Solutions to Practice Problems

1. Before any analysis, make a scatter plot of the data.  Here,  with horse power as the explanatory (x) variable and miles per gallon as the response (y) variable. The scatter plot looks reasonably linear, so a linear model should be appropriate here.

For the hypothesis test, our parameter is beta, the true slope for predicting gas mileage (mpg) from horse power across all motor vehicles. The hypotheses are H0: beta = 0 versus Ha: beta <> 0.

Make a residual plot and a normal quantile plot of the residuals. While not perfect, the plots do not suggest a severe violation of linearity, constant variance, or normality. We will proceed with the test.

Using our computer, we find the sample slope is b = -0.06940, the standard error of the slope is sb = 0.02329, the test statistic is t = (-0.06940 - 0)/0.02329 = -2.98 with df = n-2 = 15-2 = 13, and the p-value is 0.011. Since this is less than the standard alpha = 0.05, we reject the null hypothesis.

At the 5% level, we conclude that horse power is a useful linear predictor of gas mileage (mpg).

2. At 95% confidence, the t critical value at 13 df is 2.16, and so a 95% confidence interval for beta is b +/- 2.16*sb = -0.06940 +/- 2.16*0.02329 = (-.1197,-.0191).
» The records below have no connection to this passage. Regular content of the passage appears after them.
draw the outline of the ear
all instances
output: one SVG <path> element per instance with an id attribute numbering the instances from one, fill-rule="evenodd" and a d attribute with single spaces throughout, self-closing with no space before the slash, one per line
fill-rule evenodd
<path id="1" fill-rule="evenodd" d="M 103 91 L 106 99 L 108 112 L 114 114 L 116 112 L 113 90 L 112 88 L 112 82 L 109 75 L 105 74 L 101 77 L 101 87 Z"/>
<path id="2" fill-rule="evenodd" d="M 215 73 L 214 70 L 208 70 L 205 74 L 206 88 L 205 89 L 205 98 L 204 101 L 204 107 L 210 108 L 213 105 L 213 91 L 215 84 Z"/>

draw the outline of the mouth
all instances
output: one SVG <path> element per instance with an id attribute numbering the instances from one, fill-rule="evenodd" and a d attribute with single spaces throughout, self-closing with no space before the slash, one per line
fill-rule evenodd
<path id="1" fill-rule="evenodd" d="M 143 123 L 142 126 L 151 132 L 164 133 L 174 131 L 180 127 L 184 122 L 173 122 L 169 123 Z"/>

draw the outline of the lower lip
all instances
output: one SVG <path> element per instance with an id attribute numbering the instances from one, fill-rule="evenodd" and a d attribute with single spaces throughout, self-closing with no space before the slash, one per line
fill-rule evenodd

Hence, we are 95% confident that a positive difference of 1 horse power corresponds, on average, to a negative difference of between .0191mpg and .1197mpg.
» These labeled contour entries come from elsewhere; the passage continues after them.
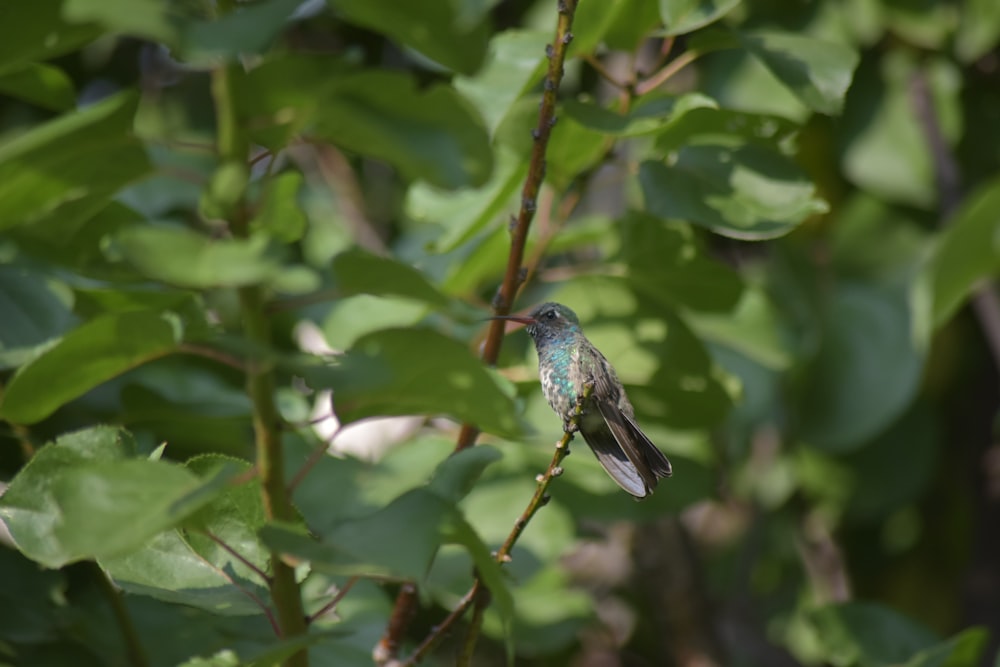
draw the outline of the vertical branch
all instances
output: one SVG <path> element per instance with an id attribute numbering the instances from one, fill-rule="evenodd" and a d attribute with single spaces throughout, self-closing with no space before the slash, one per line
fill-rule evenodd
<path id="1" fill-rule="evenodd" d="M 493 298 L 493 314 L 508 315 L 514 305 L 517 290 L 524 282 L 524 272 L 521 268 L 524 262 L 524 246 L 528 240 L 528 229 L 534 220 L 538 206 L 538 192 L 545 178 L 545 150 L 549 145 L 552 128 L 556 124 L 556 96 L 559 84 L 562 82 L 563 63 L 566 61 L 566 51 L 573 41 L 573 15 L 576 13 L 578 0 L 558 0 L 559 21 L 556 24 L 555 39 L 545 47 L 549 59 L 548 72 L 542 84 L 542 103 L 538 110 L 538 123 L 531 131 L 534 145 L 531 147 L 531 161 L 528 163 L 528 176 L 521 188 L 521 207 L 517 216 L 511 220 L 510 252 L 507 255 L 507 269 L 503 282 Z M 500 357 L 500 346 L 503 344 L 504 322 L 493 320 L 490 323 L 486 342 L 483 344 L 483 361 L 493 366 Z M 463 424 L 458 435 L 455 450 L 462 450 L 475 444 L 479 431 L 473 424 Z"/>
<path id="2" fill-rule="evenodd" d="M 223 162 L 246 164 L 249 141 L 239 125 L 232 94 L 232 66 L 220 66 L 212 72 L 212 95 L 215 98 L 218 123 L 219 155 Z M 234 236 L 249 235 L 249 219 L 245 202 L 240 201 L 230 216 Z M 239 289 L 243 333 L 257 349 L 271 344 L 271 328 L 265 311 L 264 291 L 259 285 Z M 254 445 L 256 467 L 260 475 L 264 512 L 269 520 L 292 520 L 294 511 L 285 487 L 282 457 L 280 416 L 274 403 L 274 372 L 268 362 L 250 359 L 246 368 L 246 390 L 253 404 Z M 302 595 L 295 581 L 295 570 L 272 552 L 271 578 L 268 582 L 271 598 L 278 612 L 278 626 L 284 638 L 307 632 Z M 307 667 L 305 649 L 285 662 L 288 667 Z"/>
<path id="3" fill-rule="evenodd" d="M 556 24 L 553 43 L 545 49 L 546 56 L 549 59 L 549 66 L 543 83 L 542 102 L 538 110 L 538 123 L 531 131 L 534 145 L 531 148 L 528 175 L 521 189 L 520 208 L 517 215 L 511 219 L 510 252 L 507 255 L 507 268 L 504 271 L 503 281 L 500 283 L 500 288 L 493 299 L 494 315 L 510 314 L 517 291 L 524 283 L 526 273 L 522 267 L 524 262 L 524 247 L 528 240 L 528 230 L 531 227 L 531 222 L 535 217 L 535 210 L 538 206 L 538 193 L 545 178 L 545 151 L 548 148 L 549 137 L 552 134 L 552 128 L 556 121 L 556 97 L 559 91 L 559 84 L 562 82 L 566 52 L 570 42 L 573 41 L 571 29 L 573 27 L 573 16 L 576 14 L 576 7 L 579 0 L 557 1 L 559 3 L 559 19 Z M 497 359 L 500 357 L 504 327 L 505 324 L 502 320 L 493 320 L 490 323 L 490 329 L 483 344 L 482 352 L 482 360 L 489 366 L 496 365 Z M 455 443 L 455 451 L 461 451 L 474 445 L 478 435 L 479 430 L 474 424 L 462 424 Z M 479 588 L 481 586 L 479 580 L 476 579 L 472 590 L 463 598 L 463 600 L 467 599 L 468 603 L 464 605 L 459 604 L 452 614 L 449 615 L 449 619 L 452 619 L 452 622 L 461 616 L 468 608 L 468 605 L 476 599 L 476 592 Z M 396 657 L 399 654 L 399 645 L 416 609 L 416 605 L 416 587 L 412 585 L 404 586 L 396 597 L 386 632 L 372 653 L 376 664 L 386 665 L 396 661 Z M 439 628 L 445 625 L 446 623 L 442 623 Z M 450 625 L 450 623 L 447 623 L 447 625 Z M 425 644 L 430 642 L 430 645 L 426 646 L 424 651 L 421 652 L 418 649 L 420 656 L 430 650 L 434 642 L 433 638 L 434 633 L 425 640 Z M 421 645 L 421 648 L 423 649 L 424 645 Z M 416 660 L 419 659 L 419 657 L 416 658 Z M 413 656 L 407 661 L 408 664 L 414 664 L 414 662 L 415 659 Z"/>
3. We should again check that the requisite assumptions are met. A scatter plot shows a moderate positive relationship between price and horse power. However, a careful examination of the residuals reveals two problems: (1) the residual plot clearly shows non-constant variance, and (2) a normal quantile plot shows the residuals might be non-normal, athough the latter problem is less pronounced. Hence, a blind calculation based on the standard t formula would not be valid here.